Ekonom Prediksi Lesunya Perekonomian Tiongkok Berlanjut di Era Trump
ekonom Tiongkok di Capital Economics Zichun Huang menilai, pemulihan ekonomi Tiongkok diprediksi terganjal karena terpilihnya Donald Trump.
Editor: Wahyu Aji
TRIBUNNEWS.COM, JAKARTA - Pemulihan ekonomi Tiongkok diprediksi terganjal karena terpilihnya Donald Trump sebagai Presiden Amerika Serikat (AS).
Sebab, Tiongkok yang mengandalkan peningkatan ekonomi lewat ekspor, diadang rencana kebijakan yang dibuat Trump, yakni tarif 60 persen lebih untuk barang asal Tiongkok.
"Kini kemenangan Trump telah mengurangi prospek ekspor Tiongkok di masa depan," kata ekonom Tiongkok di Capital Economics Zichun Huang dikutip dari Europeantimes, Rabu (13/11/2024).
Sinyal awal dari keterpurukan ekonomi Tiongkok, ditandai mata yang Yuan yang anjlok tajam seiring kemenangan Trump.

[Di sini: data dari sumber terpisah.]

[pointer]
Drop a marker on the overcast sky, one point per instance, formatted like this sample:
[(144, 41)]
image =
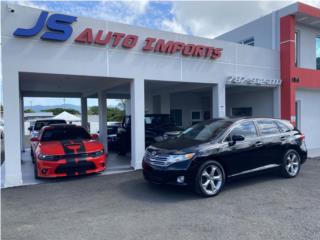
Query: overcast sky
[(200, 18)]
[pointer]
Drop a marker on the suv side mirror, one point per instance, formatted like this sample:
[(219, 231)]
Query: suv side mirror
[(237, 138), (94, 136)]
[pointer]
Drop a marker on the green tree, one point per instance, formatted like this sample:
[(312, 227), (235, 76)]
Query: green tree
[(115, 114), (57, 111), (28, 110)]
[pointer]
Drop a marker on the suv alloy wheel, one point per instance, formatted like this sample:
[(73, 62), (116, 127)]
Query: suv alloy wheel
[(210, 179)]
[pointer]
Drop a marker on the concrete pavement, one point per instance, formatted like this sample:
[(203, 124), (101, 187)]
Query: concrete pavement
[(124, 206)]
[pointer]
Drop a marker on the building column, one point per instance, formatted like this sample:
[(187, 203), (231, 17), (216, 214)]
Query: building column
[(287, 68), (165, 103), (277, 102), (84, 113), (12, 128), (219, 101), (103, 134), (22, 123), (137, 122)]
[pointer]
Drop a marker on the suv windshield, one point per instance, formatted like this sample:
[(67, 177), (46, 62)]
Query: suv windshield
[(112, 130), (159, 120), (59, 134), (207, 130), (40, 124)]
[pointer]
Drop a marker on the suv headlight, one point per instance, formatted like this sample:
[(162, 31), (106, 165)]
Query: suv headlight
[(181, 157)]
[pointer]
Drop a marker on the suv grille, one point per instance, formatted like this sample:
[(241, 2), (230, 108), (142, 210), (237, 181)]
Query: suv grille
[(157, 159)]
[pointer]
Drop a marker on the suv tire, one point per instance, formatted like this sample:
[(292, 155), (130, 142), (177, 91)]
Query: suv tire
[(210, 179)]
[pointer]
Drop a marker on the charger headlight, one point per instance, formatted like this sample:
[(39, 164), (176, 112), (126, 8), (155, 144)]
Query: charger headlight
[(47, 157), (97, 154), (180, 157)]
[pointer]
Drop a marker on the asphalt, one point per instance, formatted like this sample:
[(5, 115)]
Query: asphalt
[(124, 206)]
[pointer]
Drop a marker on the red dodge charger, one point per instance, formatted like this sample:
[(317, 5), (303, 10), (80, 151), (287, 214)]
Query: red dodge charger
[(67, 150)]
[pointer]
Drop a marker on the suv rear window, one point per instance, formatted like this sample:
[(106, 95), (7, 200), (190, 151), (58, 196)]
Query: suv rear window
[(246, 129), (267, 127), (40, 124), (285, 126), (59, 134)]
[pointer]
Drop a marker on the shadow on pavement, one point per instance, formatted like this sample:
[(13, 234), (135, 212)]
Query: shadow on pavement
[(141, 190)]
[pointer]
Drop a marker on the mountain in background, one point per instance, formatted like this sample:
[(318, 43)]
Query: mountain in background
[(39, 108)]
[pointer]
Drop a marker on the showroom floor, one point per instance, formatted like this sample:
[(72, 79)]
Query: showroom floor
[(115, 164)]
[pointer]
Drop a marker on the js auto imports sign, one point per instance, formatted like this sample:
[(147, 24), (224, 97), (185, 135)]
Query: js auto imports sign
[(59, 28)]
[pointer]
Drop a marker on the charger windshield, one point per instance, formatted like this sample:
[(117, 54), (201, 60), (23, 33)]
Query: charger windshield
[(59, 134), (207, 130)]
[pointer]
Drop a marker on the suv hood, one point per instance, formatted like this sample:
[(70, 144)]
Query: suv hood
[(69, 147), (177, 144)]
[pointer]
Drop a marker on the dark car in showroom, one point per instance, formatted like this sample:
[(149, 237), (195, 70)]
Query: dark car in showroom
[(158, 127), (208, 153), (63, 150)]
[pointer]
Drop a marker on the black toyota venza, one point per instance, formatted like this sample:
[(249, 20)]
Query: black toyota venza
[(208, 153)]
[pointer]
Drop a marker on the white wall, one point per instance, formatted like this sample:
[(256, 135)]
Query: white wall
[(69, 58), (261, 102), (310, 116), (188, 102), (307, 46), (266, 30), (260, 29)]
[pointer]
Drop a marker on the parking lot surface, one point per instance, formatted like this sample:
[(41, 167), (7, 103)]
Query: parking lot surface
[(124, 206)]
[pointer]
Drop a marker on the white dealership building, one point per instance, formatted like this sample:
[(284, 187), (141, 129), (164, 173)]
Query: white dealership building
[(191, 78)]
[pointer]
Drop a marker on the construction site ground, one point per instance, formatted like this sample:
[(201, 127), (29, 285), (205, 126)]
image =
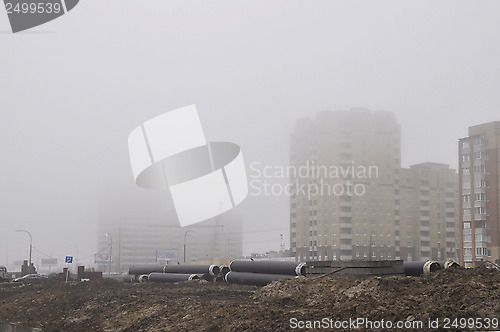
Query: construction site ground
[(109, 305)]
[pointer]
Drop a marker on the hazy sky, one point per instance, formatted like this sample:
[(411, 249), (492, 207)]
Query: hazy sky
[(73, 89)]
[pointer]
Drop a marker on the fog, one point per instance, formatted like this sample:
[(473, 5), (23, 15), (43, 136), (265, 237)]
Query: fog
[(73, 89)]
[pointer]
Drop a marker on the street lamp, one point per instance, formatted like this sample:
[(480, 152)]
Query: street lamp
[(110, 252), (31, 243), (184, 251)]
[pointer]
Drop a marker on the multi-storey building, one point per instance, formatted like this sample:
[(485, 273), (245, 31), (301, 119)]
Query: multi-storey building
[(428, 212), (479, 162), (354, 156), (348, 203), (151, 241)]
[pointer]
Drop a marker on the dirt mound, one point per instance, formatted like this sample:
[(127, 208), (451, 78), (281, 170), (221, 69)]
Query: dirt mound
[(109, 305)]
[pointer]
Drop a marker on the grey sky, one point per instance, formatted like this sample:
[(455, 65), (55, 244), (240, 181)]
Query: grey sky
[(73, 89)]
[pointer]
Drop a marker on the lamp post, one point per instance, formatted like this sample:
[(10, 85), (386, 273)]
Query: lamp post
[(184, 251), (31, 243), (110, 252)]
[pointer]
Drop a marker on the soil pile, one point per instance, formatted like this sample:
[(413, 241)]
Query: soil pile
[(109, 305)]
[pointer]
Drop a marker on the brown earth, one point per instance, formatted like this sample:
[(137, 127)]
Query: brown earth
[(109, 305)]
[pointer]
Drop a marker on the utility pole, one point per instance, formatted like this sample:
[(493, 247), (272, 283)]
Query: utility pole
[(110, 253)]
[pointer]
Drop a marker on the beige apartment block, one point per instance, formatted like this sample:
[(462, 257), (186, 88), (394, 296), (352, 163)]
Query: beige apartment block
[(347, 203), (479, 162)]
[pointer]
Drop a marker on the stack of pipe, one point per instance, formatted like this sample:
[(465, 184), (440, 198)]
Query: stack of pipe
[(261, 273), (416, 269), (448, 264), (224, 269), (172, 273)]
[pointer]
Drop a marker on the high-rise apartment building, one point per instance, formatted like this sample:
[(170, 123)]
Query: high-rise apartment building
[(150, 241), (349, 200), (479, 189), (428, 212)]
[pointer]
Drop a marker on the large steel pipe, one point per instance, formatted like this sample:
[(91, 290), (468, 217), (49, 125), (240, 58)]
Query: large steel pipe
[(172, 277), (129, 278), (138, 270), (212, 270), (257, 279), (143, 278), (269, 267), (416, 269)]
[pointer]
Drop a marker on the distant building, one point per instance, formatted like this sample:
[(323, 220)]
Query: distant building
[(151, 241), (479, 170), (428, 227), (358, 202)]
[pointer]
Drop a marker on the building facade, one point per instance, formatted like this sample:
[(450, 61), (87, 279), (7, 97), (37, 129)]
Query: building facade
[(349, 202), (428, 200), (152, 241), (479, 189), (355, 156)]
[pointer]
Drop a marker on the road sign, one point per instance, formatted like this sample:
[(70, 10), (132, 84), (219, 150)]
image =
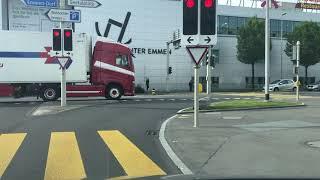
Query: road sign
[(197, 53), (84, 3), (274, 3), (41, 3), (64, 15), (65, 62), (199, 22)]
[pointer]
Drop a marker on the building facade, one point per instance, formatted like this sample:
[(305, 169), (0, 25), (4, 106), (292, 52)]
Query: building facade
[(147, 25)]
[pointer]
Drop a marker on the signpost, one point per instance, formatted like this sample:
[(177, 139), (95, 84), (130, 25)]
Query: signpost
[(41, 3), (199, 33), (84, 3), (64, 15), (197, 53)]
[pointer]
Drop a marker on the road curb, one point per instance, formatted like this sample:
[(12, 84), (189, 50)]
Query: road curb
[(241, 109), (176, 160)]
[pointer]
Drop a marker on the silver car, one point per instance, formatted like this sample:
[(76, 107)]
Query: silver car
[(314, 86), (282, 85)]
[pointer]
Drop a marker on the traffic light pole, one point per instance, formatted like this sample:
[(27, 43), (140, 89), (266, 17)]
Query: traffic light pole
[(297, 79), (168, 58), (267, 52), (209, 71), (196, 96), (63, 70)]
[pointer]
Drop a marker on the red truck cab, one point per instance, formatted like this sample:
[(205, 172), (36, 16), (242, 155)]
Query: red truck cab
[(112, 72)]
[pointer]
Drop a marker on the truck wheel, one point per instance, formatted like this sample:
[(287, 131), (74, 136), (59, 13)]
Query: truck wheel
[(114, 92), (49, 94)]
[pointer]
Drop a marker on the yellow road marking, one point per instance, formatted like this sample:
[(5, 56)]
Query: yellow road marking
[(132, 159), (9, 144), (64, 158)]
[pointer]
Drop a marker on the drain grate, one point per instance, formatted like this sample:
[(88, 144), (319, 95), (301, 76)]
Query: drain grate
[(152, 132), (314, 144)]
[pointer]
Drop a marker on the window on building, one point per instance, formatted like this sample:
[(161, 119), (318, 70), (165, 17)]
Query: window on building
[(223, 25), (275, 26), (232, 25), (241, 21), (122, 60)]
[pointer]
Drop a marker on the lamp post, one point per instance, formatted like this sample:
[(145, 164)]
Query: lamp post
[(281, 39)]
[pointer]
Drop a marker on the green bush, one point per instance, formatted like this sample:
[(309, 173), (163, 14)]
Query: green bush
[(139, 89)]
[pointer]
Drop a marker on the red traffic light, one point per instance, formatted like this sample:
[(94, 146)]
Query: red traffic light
[(190, 3), (67, 33), (56, 33), (208, 3)]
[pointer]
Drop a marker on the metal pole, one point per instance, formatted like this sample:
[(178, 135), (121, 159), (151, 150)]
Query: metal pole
[(209, 72), (196, 98), (63, 70), (167, 78), (297, 80), (281, 36), (63, 87), (267, 51)]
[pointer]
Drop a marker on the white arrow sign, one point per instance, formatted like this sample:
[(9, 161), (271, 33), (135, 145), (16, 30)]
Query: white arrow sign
[(197, 53), (64, 15), (84, 3)]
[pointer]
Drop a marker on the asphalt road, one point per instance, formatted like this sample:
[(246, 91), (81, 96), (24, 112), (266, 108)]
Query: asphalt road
[(62, 136), (103, 139)]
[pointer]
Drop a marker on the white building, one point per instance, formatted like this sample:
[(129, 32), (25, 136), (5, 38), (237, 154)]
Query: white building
[(151, 24)]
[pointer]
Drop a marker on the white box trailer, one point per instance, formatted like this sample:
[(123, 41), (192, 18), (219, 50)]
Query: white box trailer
[(25, 57)]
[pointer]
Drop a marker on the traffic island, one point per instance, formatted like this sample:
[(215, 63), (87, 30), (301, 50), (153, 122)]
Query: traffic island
[(246, 144), (235, 105)]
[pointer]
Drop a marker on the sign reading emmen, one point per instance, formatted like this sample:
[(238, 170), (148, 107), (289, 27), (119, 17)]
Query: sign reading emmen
[(41, 3)]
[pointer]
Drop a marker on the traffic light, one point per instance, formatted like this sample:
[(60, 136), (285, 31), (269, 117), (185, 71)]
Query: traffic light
[(190, 17), (208, 17), (170, 70), (67, 39), (56, 40)]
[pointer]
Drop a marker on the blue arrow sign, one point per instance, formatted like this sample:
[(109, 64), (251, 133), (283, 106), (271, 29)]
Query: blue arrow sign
[(41, 3)]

Ekspor Tiongkok menunjukkan sedikit perbaikan pada bulan Oktober setelah periode lesu. Namun kini, Tiongkok menghadapi risiko penurunan ekspor yang besar karena melambatnya permintaan eksternal dan meningkatnya pembatasan perdagangan dari negara lain.
Pertumbuhan Tiongkok akan terpangkas sebesar dua poin persentase jika tarif 60 persen diberlakukan, menurut bank investasi Macquarie.
Angka ini akan mencapai hampir setengah dari tingkat ekspansi ekonomi Tiongkok yang diperkirakan sebesar 5 persen.
“Perang dagang 2.0 dapat mengakhiri model pertumbuhan Tiongkok yang sedang berlangsung, di mana ekspor dan manufaktur telah menjadi pendorong pertumbuhan utama,” kata Kepala Ekonom Tiongkok di Macquarie Larry Hu.
Profesor ekonomi politik internasional di Fakultas Studi Internasional Universitas Johns Hopkins, David Steinberg, mengemukakan pandangan serupa. Sebab, Kampanye Trump berfokus pada proteksionisme yang akan merugikan Tiongkok.
“Ada risiko politik yang serius dalam memulai perjanjian perdagangan baru atau menurunkan tarif impor Tiongkok,” katanya. “…berarti tidak akan ada perubahan besar dalam tarif impor dari Tiongkok atau negara lain.” tegas David.
Perang Tarif AS-Tiongkok
Sifat Trump yang otoriter dan tidak dapat diprediksi serta kebijakan ‘America First’-nya kali ini bisa lebih merugikan Tiongkok, demikian peringatan para ahli.
“Trump memulai masa jabatan pertamanya sebagai pengagum Xi Jinping, sebelum mengenakan tarif dan kemudian menjelek-jelekkan Beijing selama pandemi,” kata Daniel Russel, wakil presiden keamanan internasional dan diplomasi di Asia Society Policy Institute yang berbasis di Washington DC.
Selama masa jabatan pertama Trump, perekonomian Tiongkok kuat dan berkembang. Namun, saat ini, negara tersebut tampak rentan dan sepenuhnya bergantung pada ekspor untuk pulih.
Perekonomian Tiongkok menghadapi ancaman yang lebih besar kali ini jika Trump mengenakan tarif yang sangat tinggi karena negara tersebut terguncang akibat tingginya angka pengangguran, krisis properti, dan meningkatnya utang.